D- TEMYİZ EVRESİ, BOZMA VE DİRENME:
Hüküm, Cumhuriyet Başsavcılığının temyizi üzerine Özel Daire’ce yukarıya aynen alınan gerekçelerle bozulmuş, yerel mahkemece bu bozmaya karşı önceki gerekçeler ve ek olarak; kapatılması istenen sendikanın tüzüğündeki sözcüklerin yasalara aykırı olduğu düşünülse dahi Avrupa İnsan Hakları Sözleşmesinin 10 ve 11. madde hükümlerine göre sendika, dernek ya da siyasi partilerin kapatılması için “yakın tehlike” ve “şiddet ölçüsü”nün arandığı, kapatılması istenen sendikanın tüzüğündeki ifadenin belirtilen öğeleri içermediği belirtilerek, direnme kararı verilmiştir.
E- MADDİ OLAY:
Davalı Sendika Tüzüğünün 2/b maddesinde yer alan “bireylerin ana dillerinde öğrenim görmesi” ibaresinin Anayasanın 3, 42/6. ve 4688 sayılı Kamu Görevlileri Sendikaları Kanununun 20. maddesine aykırılık oluşturulduğu, yapılan bildirime karşın bu ifadenin tüzükten çıkarılmadığı nedeniyle A. Valiliğince, 4688 sayılı Kanununun 37. maddesi uyarınca sendikanın kapatılması için Cumhuriyet Başsavcılığına yapılan başvuru sonucunda Cumhuriyet Başsavcılığının, sendikanın anılan ibareyi tüzüğünden çıkarmadığını belirterek, 4688 Sayılı Kanunun 37. maddesi gereğince kapatılmasına karar verilmesini istemesi üzerine yapılan yargılama sonucunda, yukarıda açıklanan gerekçeler ile davanın reddine karar verilmiştir.

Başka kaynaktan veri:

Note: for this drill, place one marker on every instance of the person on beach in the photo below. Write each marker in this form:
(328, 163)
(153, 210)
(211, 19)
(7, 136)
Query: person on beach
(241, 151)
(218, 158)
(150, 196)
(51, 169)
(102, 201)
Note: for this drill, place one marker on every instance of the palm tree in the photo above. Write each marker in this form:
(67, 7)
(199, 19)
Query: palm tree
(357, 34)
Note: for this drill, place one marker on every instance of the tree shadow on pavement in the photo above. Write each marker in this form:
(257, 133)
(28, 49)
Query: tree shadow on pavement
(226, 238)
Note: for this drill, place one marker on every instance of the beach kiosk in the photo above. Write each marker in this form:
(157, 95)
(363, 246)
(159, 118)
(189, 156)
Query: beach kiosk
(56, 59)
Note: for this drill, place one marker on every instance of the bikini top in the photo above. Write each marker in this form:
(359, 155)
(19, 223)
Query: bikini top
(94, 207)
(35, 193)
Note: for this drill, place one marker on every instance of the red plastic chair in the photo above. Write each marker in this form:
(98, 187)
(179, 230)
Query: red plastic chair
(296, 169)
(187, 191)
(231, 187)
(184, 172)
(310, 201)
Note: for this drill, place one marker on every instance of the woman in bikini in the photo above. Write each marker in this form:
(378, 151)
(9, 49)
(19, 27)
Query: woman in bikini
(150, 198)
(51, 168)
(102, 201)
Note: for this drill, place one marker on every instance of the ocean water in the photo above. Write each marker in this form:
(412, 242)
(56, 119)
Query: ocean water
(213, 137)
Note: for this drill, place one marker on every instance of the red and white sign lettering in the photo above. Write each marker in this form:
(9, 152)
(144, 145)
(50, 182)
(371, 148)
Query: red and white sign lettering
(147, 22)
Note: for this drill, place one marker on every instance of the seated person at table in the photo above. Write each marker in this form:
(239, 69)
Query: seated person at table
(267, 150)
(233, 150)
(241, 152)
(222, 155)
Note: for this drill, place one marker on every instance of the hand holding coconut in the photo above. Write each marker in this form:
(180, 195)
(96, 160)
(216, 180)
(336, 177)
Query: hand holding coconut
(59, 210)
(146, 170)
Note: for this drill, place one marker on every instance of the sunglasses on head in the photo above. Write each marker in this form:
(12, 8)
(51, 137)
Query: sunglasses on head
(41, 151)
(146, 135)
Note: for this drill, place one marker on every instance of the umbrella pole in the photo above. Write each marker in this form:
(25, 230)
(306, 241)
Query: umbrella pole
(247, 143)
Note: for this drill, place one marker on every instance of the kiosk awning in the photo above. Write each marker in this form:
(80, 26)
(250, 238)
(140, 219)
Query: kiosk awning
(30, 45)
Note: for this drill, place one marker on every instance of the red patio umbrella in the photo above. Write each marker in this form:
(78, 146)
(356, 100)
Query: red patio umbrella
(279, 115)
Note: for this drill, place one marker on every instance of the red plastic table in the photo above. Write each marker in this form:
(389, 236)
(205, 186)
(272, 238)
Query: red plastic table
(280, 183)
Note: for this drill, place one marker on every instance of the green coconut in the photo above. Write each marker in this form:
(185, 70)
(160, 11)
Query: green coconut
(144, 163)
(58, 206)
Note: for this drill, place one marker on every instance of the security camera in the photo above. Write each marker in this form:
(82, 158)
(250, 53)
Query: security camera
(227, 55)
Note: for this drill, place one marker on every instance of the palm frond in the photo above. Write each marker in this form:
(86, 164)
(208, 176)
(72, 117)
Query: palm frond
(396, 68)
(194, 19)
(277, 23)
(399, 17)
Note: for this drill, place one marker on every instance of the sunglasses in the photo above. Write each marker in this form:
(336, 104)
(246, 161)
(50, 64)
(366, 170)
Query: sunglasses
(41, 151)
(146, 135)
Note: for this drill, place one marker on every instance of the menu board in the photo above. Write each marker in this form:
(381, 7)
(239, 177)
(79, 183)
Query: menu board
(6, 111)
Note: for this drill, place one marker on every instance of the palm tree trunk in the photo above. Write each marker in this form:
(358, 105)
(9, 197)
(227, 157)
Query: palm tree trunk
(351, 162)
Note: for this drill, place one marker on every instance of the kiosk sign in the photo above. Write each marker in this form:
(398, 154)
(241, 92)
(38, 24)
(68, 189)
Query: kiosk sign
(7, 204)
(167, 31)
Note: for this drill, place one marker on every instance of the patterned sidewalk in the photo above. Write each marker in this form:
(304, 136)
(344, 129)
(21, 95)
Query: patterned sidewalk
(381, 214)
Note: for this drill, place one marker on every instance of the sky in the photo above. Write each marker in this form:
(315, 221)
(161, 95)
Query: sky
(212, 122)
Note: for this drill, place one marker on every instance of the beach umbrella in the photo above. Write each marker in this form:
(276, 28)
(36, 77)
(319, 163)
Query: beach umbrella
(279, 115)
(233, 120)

F- KONU İLE İLGİLİ YASAL VE ULUSLARARASI DÜZENLEMELER:
a ) Türkiye Cumhuriyeti Anayasası’nın İlgili Maddeleri:
– Madde 3/1: Türkiye Devleti, ülkesi ve milletiyle bölünmez bir bütündür.Dili Türkçe’dir.
– Madde 42/son: Türkçe’den başka hiçbir dil, eğitim ve öğretim kurumlarında Türk vatandaşlarına ana dilleri olarak okutulamaz ve öğretilemez. Eğitim ve öğretim kurumlarında okutulacak yabancı diller ile yabancı dille eğitim ve öğretim yapan okulların tabi olacağı esaslar kanunla düzenlenir. Milletlerarası andlaşma hükümleri saklıdır.

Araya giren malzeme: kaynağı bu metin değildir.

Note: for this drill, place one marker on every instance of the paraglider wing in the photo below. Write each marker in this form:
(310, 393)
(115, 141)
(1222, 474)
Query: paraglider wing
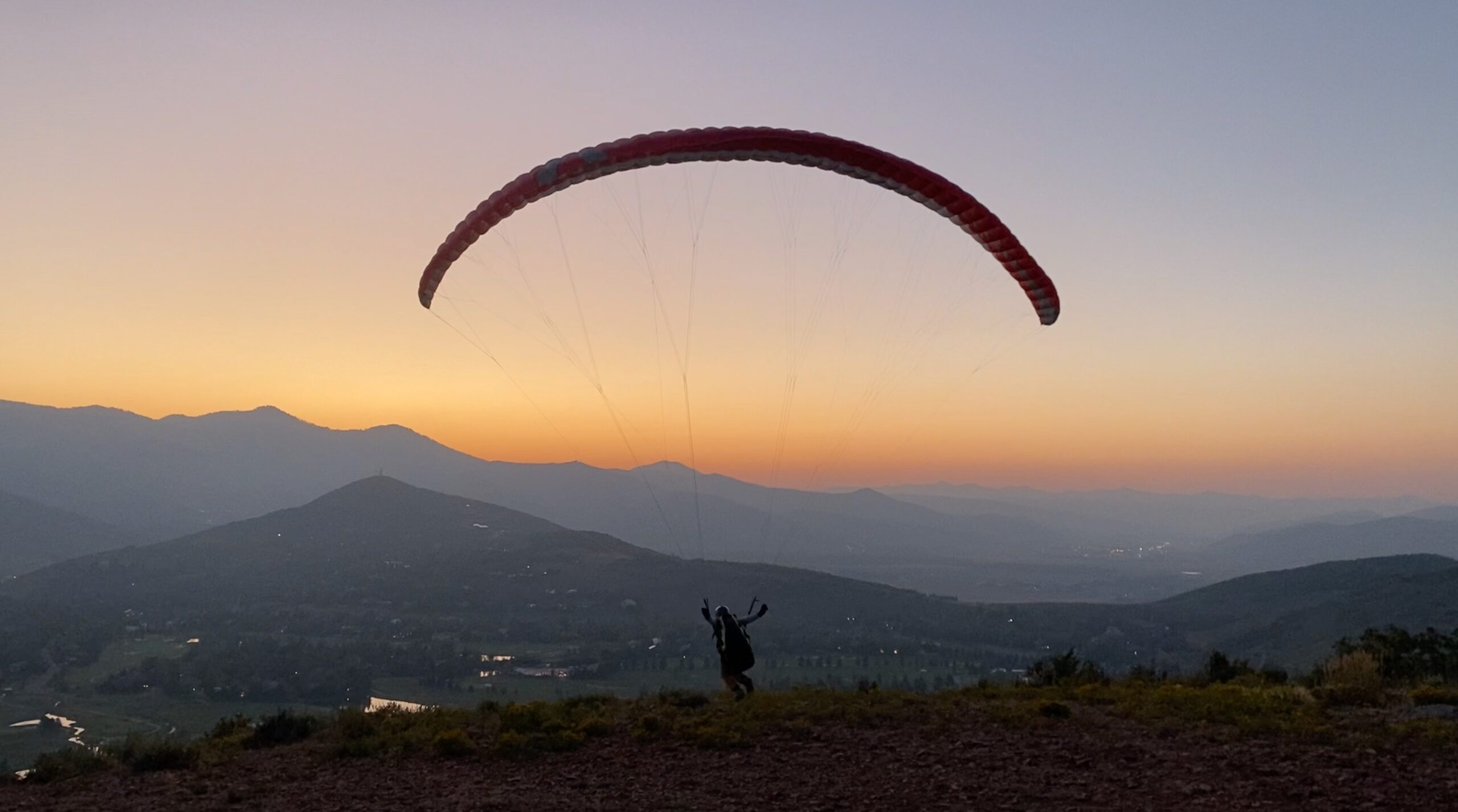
(754, 143)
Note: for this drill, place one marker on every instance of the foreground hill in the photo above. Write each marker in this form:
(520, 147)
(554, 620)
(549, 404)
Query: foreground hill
(805, 750)
(34, 535)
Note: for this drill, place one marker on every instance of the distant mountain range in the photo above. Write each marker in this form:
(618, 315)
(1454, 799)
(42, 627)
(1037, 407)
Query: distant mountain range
(34, 535)
(175, 475)
(386, 559)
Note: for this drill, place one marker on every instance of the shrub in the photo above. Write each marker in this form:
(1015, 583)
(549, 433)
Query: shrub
(1066, 670)
(1221, 668)
(68, 763)
(1435, 696)
(452, 744)
(231, 728)
(1352, 680)
(283, 728)
(142, 754)
(1055, 711)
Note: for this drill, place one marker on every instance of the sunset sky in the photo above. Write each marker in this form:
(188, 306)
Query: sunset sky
(1250, 210)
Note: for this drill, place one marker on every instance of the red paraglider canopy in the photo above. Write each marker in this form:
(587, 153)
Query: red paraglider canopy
(754, 143)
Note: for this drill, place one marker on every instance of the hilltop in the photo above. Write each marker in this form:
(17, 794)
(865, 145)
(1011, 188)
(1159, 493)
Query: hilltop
(1128, 748)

– Madde 42/4: Eğitim ve öğretim hürriyeti, Anayasaya sadakat borcunu ortadan kaldırmaz.
– Madde 25: Herkes, düşünce ve kanaat hürriyetine sahiptir.
Her ne sebep ve amaçla olursa olsun kimse, düşünce ve kanaatlerini açıklamaya zorlanamaz; düşünce kanaatleri sebebiyle kınanamaz ve suçlanamaz.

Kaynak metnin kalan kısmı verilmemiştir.